Алекс сохранял радикальную веру, неуклонно и постоянно, отправляясь на край земли, чтобы освещать очередную историю восстания и революции, отправляясь в дальние уголки Соединенных Штатов, чтобы узнать новости о том, что американцы больше не принимают ее. Если собралась толпа и если они подняли красный флаг или какой-нибудь флаг протеста, Алексу этого было достаточно. Он сообщал об их борьбе, обычно в The Nation, Но причислены на страницах Нью-Йорк ревью оф букс, Харпер, Эсквайр, Village Voice и (на короткий период, столь же замечательный, сколь и ироничный) Wall Street Journal.
Алекс выбрал в качестве названия и основной темы своего лучшего сборника эссе Золотой век в нас (версия), фраза от антрополога Клод Леви-Стросс. In Тристес Тристес Леви-Стросс писал:
Если людей всегда волновала только одна задача — как создать общество, пригодное для жизни, — силы, вдохновлявшие наших далеких предков, присутствуют и в нас. Ничего не решено; все еще можно изменить. То, что было сделано, но оказалось не так, можно сделать снова. Золотой Век, который слепое суеверие поставило позади [или впереди] нас, находится в нас.

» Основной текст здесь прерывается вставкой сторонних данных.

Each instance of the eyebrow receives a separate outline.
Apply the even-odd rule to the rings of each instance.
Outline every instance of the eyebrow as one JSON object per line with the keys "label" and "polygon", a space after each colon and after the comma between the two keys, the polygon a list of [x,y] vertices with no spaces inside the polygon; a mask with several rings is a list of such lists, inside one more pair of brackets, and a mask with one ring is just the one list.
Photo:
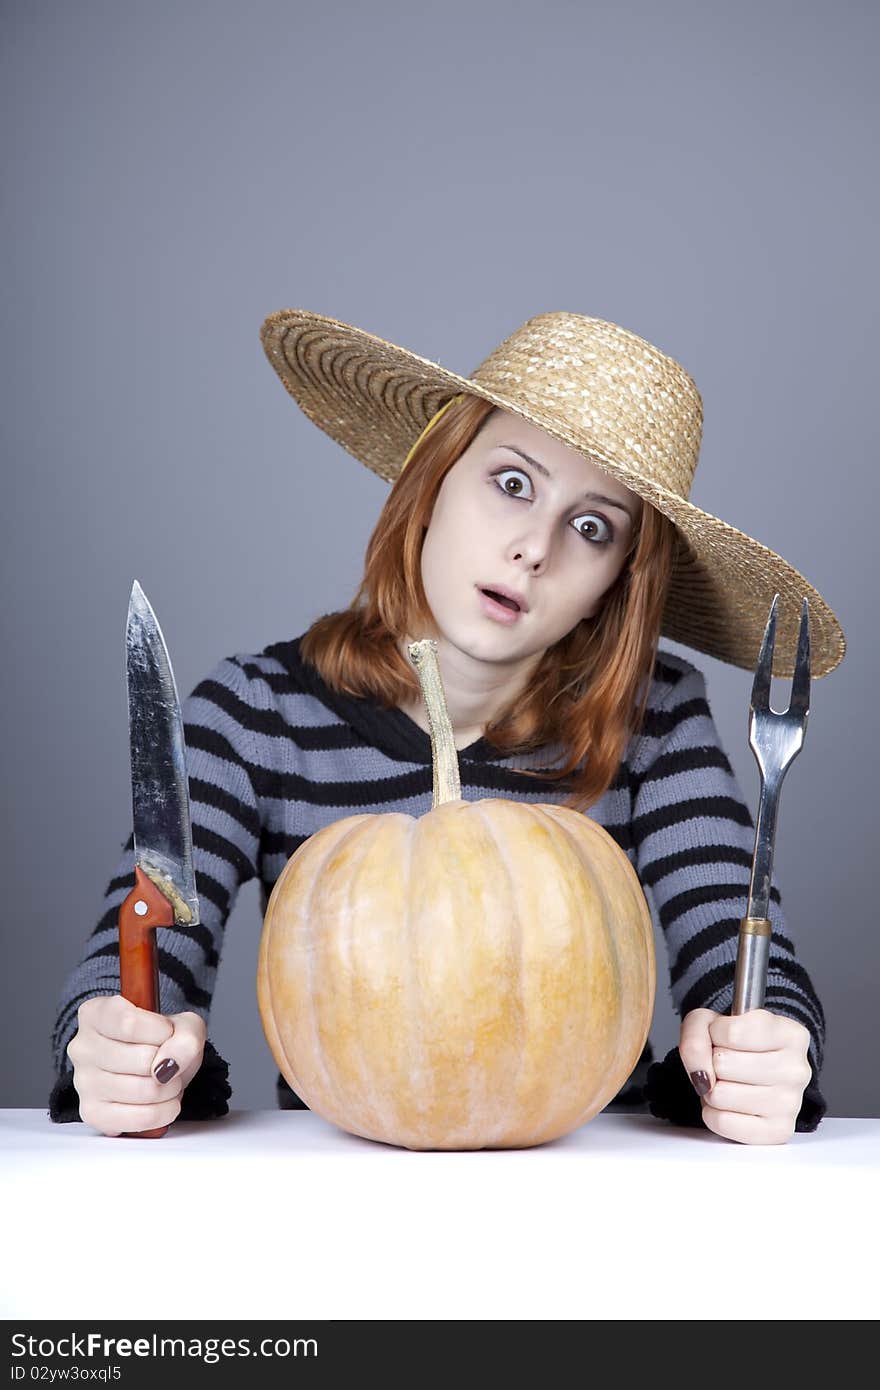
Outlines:
{"label": "eyebrow", "polygon": [[[496,444],[495,448],[509,449],[511,453],[519,454],[521,459],[525,459],[526,463],[530,463],[533,468],[537,468],[538,472],[543,473],[545,478],[552,478],[553,475],[544,467],[543,463],[539,463],[537,459],[533,459],[529,454],[523,453],[522,449],[518,449],[515,444]],[[585,502],[604,502],[607,507],[616,507],[618,511],[626,512],[630,521],[633,520],[633,514],[625,502],[617,502],[613,497],[605,497],[601,492],[584,492],[581,496]]]}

Алекс научил меня, он научил нас всех, что это не были вежливо-оптимистические слова. Они требовательны. Они предполагают, что у нас меньше оправданий, чем мы думали, что это то место, что сейчас самое время и что есть истина в максиме, которая гласит, что мы — те люди, которых мы ждали.
ZNetwork финансируется исключительно за счет щедрости своих читателей.